To further validate the external validity of the proposed model, we included a completely independent external dataset collected from Beijing LIANGXIANG Hospital. It contained 194 pulmonary nodules, covering 132 patients (47 men, 85 women, mean age of 57.9 ± 11.4 years), who have undergone surgeries between Jan 2016 and Dec 2021. We then apply the proposed EMV-3D-CNN model and the determined cutoff values on this dataset. The detailed performance results are reported in Supplementary Table 4. For task 1, with the determined cutoff value of 0.747, the overall accuracy of distinguishing between benign and malignant is 89.7%. For task 2, with the determined cutoff value of 0.46, the overall accuracy of classifying between pre-invasive tumor and invasive tumor is 83.8%. For task 3, the overall accuracy for distinguishing among the three different grades is 70.4%. From these results, we can conclude that the cutoffs that were determined based on the current validation set can also generalize to other datasets, since the performance on this external dataset is relatively stable. For other more detailed results, we refer to Supplementary Table 4.

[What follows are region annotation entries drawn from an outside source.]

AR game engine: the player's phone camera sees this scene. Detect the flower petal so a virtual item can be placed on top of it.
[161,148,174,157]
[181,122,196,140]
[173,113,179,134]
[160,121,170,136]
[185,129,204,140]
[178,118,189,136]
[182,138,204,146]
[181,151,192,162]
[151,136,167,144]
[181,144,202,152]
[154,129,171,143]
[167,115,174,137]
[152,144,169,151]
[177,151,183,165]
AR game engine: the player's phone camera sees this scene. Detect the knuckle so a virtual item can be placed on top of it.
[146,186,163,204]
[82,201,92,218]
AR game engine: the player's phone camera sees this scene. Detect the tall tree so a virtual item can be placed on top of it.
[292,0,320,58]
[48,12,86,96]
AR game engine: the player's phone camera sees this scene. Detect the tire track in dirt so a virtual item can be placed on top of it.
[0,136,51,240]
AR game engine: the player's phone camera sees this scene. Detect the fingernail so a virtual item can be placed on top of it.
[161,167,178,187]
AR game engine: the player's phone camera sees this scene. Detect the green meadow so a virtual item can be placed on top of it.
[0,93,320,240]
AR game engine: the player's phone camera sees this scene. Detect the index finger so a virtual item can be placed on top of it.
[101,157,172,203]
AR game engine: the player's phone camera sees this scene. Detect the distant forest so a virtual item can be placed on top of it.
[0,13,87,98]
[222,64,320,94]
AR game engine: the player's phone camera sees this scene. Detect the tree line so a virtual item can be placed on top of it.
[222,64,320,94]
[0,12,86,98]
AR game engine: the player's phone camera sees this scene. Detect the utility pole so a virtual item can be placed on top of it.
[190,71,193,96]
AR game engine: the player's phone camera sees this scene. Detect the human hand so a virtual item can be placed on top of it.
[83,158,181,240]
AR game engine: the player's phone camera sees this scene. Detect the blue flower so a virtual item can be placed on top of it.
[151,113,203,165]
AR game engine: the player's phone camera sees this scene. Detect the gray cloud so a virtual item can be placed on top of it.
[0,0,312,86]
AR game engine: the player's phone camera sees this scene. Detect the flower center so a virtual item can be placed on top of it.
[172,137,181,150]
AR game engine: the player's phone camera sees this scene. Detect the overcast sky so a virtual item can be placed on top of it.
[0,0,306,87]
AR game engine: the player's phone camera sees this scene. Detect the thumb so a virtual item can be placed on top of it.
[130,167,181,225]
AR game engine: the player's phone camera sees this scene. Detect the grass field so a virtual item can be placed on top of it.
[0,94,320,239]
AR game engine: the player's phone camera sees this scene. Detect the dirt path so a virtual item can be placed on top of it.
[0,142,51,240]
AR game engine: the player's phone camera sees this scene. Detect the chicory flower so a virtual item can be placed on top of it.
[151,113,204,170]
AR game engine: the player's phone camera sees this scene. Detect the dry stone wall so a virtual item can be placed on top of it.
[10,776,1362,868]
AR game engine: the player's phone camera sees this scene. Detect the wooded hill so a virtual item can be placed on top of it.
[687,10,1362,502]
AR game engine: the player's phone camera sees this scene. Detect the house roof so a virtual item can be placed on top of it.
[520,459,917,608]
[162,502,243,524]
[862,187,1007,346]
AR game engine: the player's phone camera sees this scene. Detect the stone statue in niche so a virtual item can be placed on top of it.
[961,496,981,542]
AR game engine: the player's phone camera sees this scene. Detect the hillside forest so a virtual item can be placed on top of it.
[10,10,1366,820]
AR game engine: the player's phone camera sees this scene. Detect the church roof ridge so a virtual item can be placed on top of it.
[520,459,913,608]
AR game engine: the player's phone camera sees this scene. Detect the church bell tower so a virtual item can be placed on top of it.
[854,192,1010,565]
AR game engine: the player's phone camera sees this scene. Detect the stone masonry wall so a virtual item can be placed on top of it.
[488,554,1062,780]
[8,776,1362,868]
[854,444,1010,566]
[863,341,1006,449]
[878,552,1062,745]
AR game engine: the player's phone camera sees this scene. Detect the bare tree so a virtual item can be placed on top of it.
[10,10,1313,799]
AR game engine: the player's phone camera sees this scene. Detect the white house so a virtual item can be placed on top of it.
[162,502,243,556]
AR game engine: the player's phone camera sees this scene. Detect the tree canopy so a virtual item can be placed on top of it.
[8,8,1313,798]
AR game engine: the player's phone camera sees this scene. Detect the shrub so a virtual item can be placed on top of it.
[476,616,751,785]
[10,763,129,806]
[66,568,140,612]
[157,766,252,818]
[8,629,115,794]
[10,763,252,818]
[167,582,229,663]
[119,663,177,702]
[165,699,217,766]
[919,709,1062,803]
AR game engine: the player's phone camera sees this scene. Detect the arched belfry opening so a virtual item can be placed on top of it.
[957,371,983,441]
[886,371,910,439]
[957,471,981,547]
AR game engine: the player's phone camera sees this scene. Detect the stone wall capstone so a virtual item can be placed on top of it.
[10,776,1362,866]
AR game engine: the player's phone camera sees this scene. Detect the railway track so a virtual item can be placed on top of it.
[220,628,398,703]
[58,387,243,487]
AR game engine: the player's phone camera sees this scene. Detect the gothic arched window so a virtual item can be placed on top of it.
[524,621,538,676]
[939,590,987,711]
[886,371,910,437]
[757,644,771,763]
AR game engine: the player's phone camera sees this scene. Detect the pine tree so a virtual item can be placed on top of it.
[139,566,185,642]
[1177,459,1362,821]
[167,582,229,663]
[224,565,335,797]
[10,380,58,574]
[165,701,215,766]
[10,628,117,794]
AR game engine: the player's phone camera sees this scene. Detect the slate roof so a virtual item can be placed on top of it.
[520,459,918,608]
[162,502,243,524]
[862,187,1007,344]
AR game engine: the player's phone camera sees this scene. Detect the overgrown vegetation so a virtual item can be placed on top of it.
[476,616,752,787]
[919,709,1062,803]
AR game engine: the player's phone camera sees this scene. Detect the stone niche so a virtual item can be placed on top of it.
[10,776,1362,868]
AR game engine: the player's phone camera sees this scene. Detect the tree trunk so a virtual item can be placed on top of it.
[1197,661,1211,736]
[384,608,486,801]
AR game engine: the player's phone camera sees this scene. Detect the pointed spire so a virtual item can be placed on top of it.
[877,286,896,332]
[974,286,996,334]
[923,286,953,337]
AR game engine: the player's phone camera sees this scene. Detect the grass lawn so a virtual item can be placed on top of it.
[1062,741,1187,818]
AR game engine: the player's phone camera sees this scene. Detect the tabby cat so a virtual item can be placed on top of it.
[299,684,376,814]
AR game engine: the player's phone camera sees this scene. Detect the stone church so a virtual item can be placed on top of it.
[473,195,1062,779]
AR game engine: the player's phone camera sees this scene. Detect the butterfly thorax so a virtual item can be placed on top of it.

Despite the promising results, our study has the following limitations. First, the proposed EMV-3D-CNN model was developed and evaluated using data collected only from three cooperative hospitals, and the number of samples was relatively small. To further validate the clinical application value of the model, more samples should be collected and used to perform comprehensive external validation. Second, the proposed model was developed based on thin-slice CT images, which limits the usage of CT images with fewer slices (e.g., slice thickness is larger than 5 mm). Although a previous study indicated that the low resolution of CT images can decrease the performance of deep learning models⁴³, developing an algorithm that can combine both high- and low-resolution CT images remains a significant challenge that should be addressed in future research. Finally, both the EMV-3D-CNN model and doctors in the observational study were blinded to other clinical information, which was slightly different from real-world clinical situations. Including clinical information may provide additional diagnostic information to the risk stratification of nodules. Furthermore, previous studies have suggested that aggregating deep learning and radiomic features can help improve the classification accuracy of Pre-IA and IAC²⁰. Therefore, there is a need for developing a comprehensive framework that incorporates radiomic features, clinical information, and deep learning to predict the risk stratification of lung cancer.

Methods

Data preprocessing and augmentation

This multicenter study was performed in four centers in China. The requirements for informed consent were waived owing to the study’s retrospective nature. The study was conducted in accordance with the Declaration of Helsinki (as revised in 2013) and approved by the ethics committee of Beijing Chao-Yang Hospital (No. 2022-ke-36). The Third Xiangya Hospital, Central South University, Changsha central hospital, Beijing LIANGXIANG hospital and Renmin University of China were informed and agreed with this study.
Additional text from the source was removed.